よく、あんなに冷たくされて好きになれたもんだ。
「別に好きじゃないから」
そう言って、私はお姉ちゃんの横を通った。
「そういう態度キモイんだけどー。」
お姉ちゃんはケラケラと笑っている。
自分の部屋に入るとベットに潜り込んで飴の袋を開けた。
口に入れると、何だか懐かしい味がする。
そういえば、十年前に食べてから一回も食べる事無かったな。
確かこの飴は大阪限定なんだよね。
「おいしい・・」
ベランダに出てみると、丁度早瀬君もベランダに出てきた。
「あれ?春川やん。

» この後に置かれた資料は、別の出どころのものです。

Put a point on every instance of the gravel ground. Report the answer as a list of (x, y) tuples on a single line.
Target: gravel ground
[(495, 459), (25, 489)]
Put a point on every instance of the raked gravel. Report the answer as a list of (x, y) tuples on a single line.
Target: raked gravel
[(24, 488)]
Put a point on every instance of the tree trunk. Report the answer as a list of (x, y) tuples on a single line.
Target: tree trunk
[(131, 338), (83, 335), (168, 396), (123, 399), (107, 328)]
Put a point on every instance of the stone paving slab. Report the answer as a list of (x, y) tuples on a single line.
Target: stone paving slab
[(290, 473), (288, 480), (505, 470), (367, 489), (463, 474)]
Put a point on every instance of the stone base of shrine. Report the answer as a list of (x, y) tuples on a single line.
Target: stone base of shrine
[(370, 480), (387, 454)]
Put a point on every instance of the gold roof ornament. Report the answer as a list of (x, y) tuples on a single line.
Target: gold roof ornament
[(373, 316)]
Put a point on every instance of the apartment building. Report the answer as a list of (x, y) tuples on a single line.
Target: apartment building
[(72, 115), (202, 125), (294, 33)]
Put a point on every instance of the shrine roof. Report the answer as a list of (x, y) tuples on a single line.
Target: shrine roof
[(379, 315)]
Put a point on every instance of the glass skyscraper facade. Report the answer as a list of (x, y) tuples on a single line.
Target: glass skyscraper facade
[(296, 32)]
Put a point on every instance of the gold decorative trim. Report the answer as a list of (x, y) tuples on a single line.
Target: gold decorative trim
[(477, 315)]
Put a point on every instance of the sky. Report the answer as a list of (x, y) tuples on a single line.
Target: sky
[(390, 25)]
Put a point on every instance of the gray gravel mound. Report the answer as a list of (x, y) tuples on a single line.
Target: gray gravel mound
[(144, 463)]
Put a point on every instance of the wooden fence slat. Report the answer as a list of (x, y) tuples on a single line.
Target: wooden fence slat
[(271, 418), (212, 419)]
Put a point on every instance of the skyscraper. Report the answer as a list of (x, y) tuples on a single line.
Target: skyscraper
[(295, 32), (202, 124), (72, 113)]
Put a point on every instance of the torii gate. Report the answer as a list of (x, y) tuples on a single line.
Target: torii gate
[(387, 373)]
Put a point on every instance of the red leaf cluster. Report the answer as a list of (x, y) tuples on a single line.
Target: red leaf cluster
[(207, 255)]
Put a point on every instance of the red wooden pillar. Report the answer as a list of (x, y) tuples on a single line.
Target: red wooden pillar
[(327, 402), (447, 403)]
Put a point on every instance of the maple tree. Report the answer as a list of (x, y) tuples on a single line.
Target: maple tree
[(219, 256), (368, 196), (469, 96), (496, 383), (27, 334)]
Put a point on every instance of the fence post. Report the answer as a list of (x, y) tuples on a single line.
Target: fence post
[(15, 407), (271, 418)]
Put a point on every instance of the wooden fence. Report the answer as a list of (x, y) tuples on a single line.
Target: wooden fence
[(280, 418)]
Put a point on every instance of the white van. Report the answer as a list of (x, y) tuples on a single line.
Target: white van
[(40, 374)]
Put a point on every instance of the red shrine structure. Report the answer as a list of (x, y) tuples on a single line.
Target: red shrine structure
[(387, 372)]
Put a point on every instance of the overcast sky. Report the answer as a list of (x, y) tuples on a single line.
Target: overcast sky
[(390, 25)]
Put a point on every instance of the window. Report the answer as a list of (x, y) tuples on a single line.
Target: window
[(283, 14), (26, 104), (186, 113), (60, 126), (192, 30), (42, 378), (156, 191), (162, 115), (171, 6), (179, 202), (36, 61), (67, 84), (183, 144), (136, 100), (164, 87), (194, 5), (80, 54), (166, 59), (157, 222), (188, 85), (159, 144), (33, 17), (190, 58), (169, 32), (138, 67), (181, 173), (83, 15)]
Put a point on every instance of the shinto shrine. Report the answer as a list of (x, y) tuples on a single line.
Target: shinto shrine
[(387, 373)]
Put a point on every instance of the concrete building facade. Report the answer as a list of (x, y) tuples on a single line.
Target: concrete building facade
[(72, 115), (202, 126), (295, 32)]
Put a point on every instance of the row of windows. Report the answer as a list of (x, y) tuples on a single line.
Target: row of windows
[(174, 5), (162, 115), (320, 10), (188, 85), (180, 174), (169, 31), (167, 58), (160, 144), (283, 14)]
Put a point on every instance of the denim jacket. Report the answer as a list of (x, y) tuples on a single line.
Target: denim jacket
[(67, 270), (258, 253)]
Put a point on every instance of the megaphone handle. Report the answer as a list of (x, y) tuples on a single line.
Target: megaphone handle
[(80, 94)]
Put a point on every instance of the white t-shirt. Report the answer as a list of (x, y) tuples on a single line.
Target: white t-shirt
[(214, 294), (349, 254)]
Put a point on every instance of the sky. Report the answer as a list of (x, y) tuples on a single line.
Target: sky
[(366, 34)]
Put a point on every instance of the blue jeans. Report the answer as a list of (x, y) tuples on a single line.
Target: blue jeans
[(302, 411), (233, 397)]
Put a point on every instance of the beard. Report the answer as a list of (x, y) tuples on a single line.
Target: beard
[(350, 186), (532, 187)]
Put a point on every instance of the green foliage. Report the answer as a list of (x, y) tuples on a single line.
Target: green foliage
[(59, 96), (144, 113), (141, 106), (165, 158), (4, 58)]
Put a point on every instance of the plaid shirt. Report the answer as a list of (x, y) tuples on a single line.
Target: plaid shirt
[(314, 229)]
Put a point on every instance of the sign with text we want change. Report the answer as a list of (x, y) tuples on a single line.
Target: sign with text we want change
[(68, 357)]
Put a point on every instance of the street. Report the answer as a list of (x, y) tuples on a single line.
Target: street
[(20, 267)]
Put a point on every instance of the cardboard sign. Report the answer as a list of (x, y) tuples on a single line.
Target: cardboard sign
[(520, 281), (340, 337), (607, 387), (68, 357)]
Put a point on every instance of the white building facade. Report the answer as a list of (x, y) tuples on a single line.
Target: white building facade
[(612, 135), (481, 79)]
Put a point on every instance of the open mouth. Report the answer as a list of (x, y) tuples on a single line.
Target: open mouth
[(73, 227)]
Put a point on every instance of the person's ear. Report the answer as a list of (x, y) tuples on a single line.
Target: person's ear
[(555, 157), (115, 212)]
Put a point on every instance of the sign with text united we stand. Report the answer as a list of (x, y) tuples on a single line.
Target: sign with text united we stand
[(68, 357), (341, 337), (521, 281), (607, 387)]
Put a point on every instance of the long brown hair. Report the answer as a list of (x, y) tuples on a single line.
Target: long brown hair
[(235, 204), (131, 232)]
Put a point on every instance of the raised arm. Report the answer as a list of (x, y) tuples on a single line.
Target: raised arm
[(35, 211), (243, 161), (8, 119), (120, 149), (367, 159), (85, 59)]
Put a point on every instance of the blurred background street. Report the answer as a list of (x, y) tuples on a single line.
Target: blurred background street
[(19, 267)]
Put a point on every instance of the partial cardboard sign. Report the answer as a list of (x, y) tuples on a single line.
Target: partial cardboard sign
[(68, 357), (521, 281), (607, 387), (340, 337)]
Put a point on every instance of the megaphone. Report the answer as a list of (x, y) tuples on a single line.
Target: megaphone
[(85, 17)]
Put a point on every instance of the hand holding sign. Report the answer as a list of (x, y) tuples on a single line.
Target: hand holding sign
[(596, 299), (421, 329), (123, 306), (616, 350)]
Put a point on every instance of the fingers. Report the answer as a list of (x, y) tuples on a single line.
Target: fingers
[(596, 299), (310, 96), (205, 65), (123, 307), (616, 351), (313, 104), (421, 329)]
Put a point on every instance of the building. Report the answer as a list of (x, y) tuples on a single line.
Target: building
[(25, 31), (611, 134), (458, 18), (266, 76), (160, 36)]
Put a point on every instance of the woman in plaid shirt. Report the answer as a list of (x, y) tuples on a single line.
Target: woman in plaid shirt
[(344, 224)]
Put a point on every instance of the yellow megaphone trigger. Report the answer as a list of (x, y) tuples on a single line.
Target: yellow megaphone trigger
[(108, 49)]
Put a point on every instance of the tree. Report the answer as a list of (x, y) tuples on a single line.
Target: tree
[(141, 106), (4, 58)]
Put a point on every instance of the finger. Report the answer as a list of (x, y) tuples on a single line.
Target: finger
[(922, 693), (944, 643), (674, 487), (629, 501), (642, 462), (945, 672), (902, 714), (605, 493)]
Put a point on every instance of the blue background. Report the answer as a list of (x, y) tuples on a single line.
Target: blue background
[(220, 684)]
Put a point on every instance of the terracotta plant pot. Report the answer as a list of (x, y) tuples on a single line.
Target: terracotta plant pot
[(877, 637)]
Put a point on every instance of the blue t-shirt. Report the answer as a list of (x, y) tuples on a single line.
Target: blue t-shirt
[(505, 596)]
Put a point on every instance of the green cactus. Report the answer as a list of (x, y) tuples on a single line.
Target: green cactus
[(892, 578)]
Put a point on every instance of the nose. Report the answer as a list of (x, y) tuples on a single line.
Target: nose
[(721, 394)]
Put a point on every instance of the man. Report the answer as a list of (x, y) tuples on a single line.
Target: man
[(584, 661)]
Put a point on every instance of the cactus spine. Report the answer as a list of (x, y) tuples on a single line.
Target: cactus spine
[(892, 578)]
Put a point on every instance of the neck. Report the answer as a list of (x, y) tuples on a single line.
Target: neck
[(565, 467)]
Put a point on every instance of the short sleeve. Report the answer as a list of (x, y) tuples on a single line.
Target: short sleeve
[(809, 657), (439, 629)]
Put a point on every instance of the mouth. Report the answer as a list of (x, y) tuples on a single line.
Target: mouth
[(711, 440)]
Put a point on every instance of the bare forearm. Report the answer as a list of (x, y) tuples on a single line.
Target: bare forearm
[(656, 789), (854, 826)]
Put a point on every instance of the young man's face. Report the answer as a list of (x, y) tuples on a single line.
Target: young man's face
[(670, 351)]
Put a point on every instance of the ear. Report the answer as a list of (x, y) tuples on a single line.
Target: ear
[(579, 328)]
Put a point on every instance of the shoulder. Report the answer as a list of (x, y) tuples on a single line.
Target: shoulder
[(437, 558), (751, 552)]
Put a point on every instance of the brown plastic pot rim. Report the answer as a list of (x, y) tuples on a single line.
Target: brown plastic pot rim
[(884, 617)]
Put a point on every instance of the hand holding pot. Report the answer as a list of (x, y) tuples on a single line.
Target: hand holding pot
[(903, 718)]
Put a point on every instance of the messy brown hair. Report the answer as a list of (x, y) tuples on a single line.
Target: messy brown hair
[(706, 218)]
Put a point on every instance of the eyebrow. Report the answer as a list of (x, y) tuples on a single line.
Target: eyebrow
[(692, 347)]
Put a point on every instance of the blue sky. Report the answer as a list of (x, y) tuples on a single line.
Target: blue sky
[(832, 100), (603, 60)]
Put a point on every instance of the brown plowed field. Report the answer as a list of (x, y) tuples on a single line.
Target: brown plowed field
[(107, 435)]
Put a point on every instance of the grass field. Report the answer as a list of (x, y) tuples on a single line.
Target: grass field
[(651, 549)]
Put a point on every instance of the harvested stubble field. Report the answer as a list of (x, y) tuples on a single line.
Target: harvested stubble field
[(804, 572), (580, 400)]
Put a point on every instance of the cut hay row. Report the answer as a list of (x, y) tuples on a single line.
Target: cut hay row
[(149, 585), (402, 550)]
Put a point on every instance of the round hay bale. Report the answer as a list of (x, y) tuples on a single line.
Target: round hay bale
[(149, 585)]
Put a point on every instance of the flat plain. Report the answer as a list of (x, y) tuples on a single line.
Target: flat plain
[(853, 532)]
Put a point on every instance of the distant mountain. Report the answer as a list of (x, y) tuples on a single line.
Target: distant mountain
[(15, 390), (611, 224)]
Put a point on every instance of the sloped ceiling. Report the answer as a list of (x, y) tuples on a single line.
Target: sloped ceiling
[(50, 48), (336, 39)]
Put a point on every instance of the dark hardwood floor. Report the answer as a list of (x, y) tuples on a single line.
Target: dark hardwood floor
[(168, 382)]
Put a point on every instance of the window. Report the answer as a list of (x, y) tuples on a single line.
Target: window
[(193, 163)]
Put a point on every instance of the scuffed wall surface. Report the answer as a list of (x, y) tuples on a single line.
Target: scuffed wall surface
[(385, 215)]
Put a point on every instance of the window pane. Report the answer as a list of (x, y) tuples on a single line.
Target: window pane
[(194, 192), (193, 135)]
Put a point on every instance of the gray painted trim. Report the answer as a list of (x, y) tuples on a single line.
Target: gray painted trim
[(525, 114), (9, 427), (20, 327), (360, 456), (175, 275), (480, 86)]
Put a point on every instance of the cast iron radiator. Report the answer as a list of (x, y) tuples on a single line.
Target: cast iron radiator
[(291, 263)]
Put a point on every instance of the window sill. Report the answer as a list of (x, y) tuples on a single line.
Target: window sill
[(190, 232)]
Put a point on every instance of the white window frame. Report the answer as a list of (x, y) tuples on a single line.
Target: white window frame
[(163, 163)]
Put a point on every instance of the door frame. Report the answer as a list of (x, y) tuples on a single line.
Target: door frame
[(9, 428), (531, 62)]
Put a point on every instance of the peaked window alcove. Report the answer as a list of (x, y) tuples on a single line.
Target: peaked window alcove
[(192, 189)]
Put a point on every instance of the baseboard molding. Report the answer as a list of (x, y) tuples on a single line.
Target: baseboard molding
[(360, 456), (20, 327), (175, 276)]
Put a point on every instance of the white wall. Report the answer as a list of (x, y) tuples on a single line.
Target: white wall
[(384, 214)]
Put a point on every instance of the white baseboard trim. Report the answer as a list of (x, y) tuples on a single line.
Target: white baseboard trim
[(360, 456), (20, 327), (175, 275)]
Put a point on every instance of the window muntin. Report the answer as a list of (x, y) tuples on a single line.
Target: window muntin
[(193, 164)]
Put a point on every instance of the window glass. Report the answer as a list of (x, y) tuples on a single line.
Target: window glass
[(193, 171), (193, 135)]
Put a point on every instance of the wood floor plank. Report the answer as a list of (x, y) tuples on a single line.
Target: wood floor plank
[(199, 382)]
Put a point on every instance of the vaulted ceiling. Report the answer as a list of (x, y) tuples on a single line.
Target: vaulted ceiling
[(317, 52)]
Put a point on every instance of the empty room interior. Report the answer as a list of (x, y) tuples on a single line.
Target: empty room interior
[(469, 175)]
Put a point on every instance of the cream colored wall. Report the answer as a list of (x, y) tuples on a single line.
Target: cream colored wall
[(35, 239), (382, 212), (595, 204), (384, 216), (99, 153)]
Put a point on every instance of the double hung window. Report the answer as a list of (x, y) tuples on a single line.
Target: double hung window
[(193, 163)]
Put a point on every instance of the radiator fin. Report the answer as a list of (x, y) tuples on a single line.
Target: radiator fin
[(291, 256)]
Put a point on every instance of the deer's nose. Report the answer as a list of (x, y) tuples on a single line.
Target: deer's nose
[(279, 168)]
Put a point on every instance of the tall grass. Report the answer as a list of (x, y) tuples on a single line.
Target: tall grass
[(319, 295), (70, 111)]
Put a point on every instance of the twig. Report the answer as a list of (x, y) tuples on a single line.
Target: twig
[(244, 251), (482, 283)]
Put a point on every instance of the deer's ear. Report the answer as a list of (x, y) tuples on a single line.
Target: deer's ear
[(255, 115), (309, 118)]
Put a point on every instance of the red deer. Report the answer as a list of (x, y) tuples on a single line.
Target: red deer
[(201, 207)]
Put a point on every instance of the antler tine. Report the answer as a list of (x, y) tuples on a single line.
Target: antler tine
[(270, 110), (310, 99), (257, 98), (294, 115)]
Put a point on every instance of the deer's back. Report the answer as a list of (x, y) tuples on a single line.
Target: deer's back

もしかして部屋隣?」
またドキドキしてる。
「そうみたい。何かあったら喋れるね」
「あー、ほんまやな。いつでも喋れるやん。」
ちょっと冗談半分だったのに。
嬉しくて仕方なかった。
「あの・・早瀬君・・・・?」
「ん?」
「良かったらメアド交換しない・・・?」
メールアドレス聞くのにこんなに緊張するんだ・・。
「あぁ、いいで。」
初めてメールアドレスを交換した人。
今まで誰一人と連絡をとってなかったから嬉しかった。